Ward had determined that mortgage lender Bayview Loan Servicing LLC was the rightful owner of Valmar Gardens. She said the company could take possession of the property but would first need to pay the tenants $2,500 in relocation assistance.
While court records suggest at least two tenants have moved out, Mobley said before Wednesday’s hearing that he was delayed by the governor’s stay-at-home order, which lasted from late March until early June.
“We took that [$2,500] to maintain the property because we’re on shutdown,” the tenant said. “So we had to cut the grass, take the garbage out with that money they gave us.”
But two weeks after Allegheny County entered the "green" phase of reopening, a new owner, local investment company BDCT LLC, tried to have the occupants removed. Ward intervened, however, and ruled that the residents could not be evicted without first having an opportunity to tell her why they believed they had a right to stay.
‘Real limitations of tenants’ rights’
Although the residents cited COVID-19 as an extenuating circumstance in their letters, Ward said, “It would be irresponsible … to allow these people to remain there" given conditions at the property.
Neighborhood Legal Services attorney Eileen Yacknin represented four of the renters, at least two of whom have moved out. Yacknin acknowledged that the property owner had the right to evict the tenants, who lived at Valmar Gardens on month-to-month leases.

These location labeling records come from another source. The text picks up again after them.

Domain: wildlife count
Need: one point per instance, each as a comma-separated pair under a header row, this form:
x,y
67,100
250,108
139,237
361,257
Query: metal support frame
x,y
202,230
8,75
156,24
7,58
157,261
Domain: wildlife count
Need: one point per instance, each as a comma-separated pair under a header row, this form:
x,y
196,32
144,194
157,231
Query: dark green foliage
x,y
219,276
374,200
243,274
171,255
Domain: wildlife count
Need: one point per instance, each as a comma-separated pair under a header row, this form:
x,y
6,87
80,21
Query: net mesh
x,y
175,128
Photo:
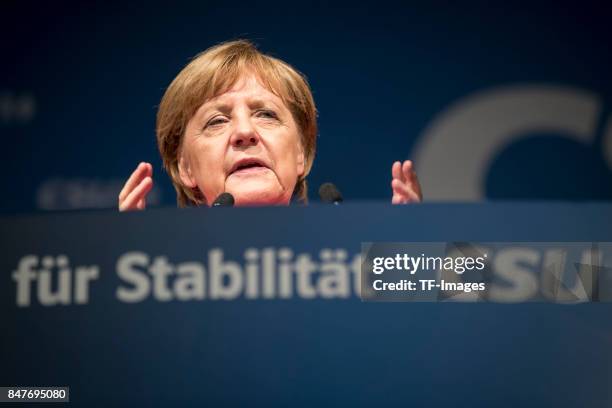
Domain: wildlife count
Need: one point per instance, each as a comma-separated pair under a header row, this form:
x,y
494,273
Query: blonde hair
x,y
214,72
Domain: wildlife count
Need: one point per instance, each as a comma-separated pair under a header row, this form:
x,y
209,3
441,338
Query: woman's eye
x,y
216,121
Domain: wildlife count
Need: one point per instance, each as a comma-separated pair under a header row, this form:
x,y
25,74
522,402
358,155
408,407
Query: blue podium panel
x,y
260,307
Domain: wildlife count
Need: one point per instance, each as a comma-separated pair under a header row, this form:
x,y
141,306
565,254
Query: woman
x,y
238,121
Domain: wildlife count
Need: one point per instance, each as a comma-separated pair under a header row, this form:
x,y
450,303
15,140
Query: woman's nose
x,y
244,135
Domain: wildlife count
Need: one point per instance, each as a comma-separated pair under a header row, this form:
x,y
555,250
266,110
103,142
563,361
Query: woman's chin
x,y
259,196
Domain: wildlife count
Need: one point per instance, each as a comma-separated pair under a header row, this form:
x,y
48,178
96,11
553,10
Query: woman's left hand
x,y
405,184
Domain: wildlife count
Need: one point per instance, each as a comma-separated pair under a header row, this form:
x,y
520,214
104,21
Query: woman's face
x,y
244,142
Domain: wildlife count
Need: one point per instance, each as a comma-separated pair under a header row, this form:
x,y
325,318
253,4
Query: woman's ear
x,y
185,172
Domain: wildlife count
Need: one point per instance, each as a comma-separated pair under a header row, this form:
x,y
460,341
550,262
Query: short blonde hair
x,y
214,72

“It’s a situation that exposes ... the problems with our society right now – how does our society ensure that everyone obtains affordable housing?” Yacknin said in an interview.
Yacknin added that, while she believes Ward is “sympathetic to … people who are having a difficult time finding housing now,” the court decision was “a matter of balancing those rights with the owners’ rights.”

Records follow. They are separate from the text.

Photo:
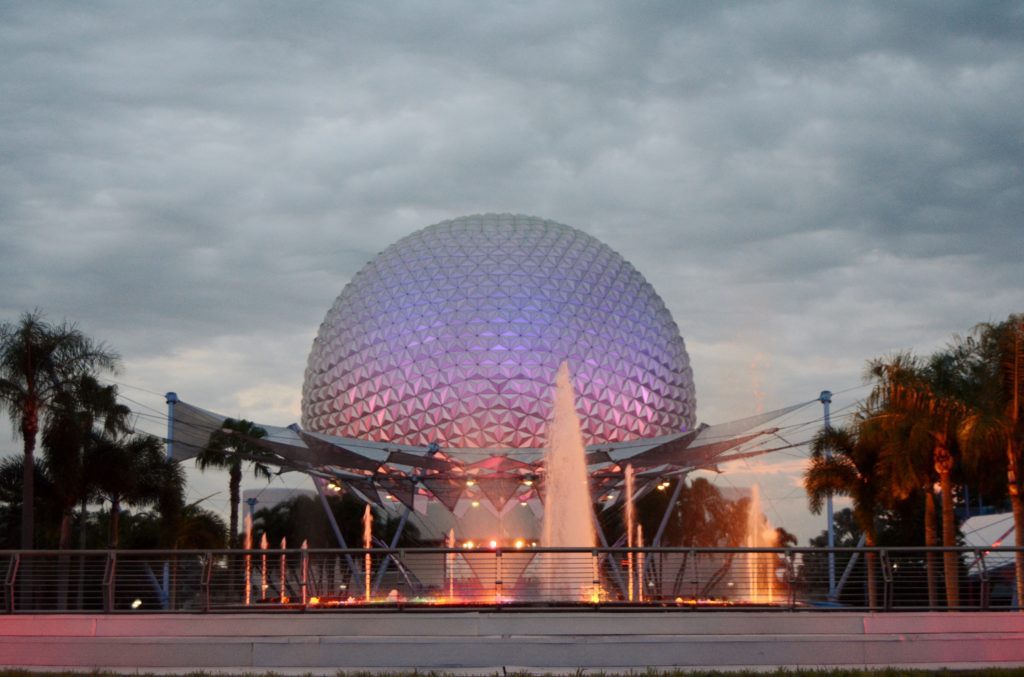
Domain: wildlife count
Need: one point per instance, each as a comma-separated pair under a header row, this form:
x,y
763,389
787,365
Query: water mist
x,y
568,519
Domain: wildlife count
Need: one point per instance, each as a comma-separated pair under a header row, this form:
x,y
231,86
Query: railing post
x,y
696,573
983,593
304,567
791,578
205,581
110,574
887,579
498,578
10,582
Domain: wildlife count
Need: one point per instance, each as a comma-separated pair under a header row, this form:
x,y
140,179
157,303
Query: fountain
x,y
263,545
249,558
631,521
568,519
368,543
760,567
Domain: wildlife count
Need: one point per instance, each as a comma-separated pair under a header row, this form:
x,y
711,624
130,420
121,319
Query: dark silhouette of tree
x,y
229,449
38,361
992,430
129,471
76,410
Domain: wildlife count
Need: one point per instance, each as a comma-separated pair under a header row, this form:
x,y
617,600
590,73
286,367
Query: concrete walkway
x,y
485,642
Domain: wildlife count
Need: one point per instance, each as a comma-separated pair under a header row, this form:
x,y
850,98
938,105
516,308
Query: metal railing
x,y
197,581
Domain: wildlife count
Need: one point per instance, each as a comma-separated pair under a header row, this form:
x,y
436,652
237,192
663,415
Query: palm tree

A lawyer for the new owner, BDCT LLC, said his client wants to rehabilitate Valmar Gardens. “All we want is a safe environment,” attorney Matt Feinman said. “We want a safe space in the community, and right now these buildings are not safe.”
Feinman would not disclose specific plans for Valmar Gardens and would only describe BDCT LLC as an investment company “owned by a couple of local people.” County real estate records show the firm bought Valmar Gardens for $210,000 in June.
Mobley, the Valmar Gardens Tenant Council President, said the company should commit in writing to offering him and other soon-to-be evicted residents jobs improving the property. On Wednesday, he said, “The only thing that we’re asking for … is some due respect for the residents that put in their heart and soul in preserving the property.”
Feinman declined to make any promises, but he said his client is “absolutely not only willing to take [the residents’ job] applications, but to give a little bit of preference to [them] … provided obviously that it’s somebody with experience, somebody who can do the job.”
“It doesn’t mean that they’re going to be able to stay [at Valmar Gardens] and live there, because they do have to vacate the property to be able to bring it up to code and to make it safe,” Feinman said. But he added that his client has worked with the residents’ attorneys and Operation Safety Net to ensure the residents get the support they need to find new housing.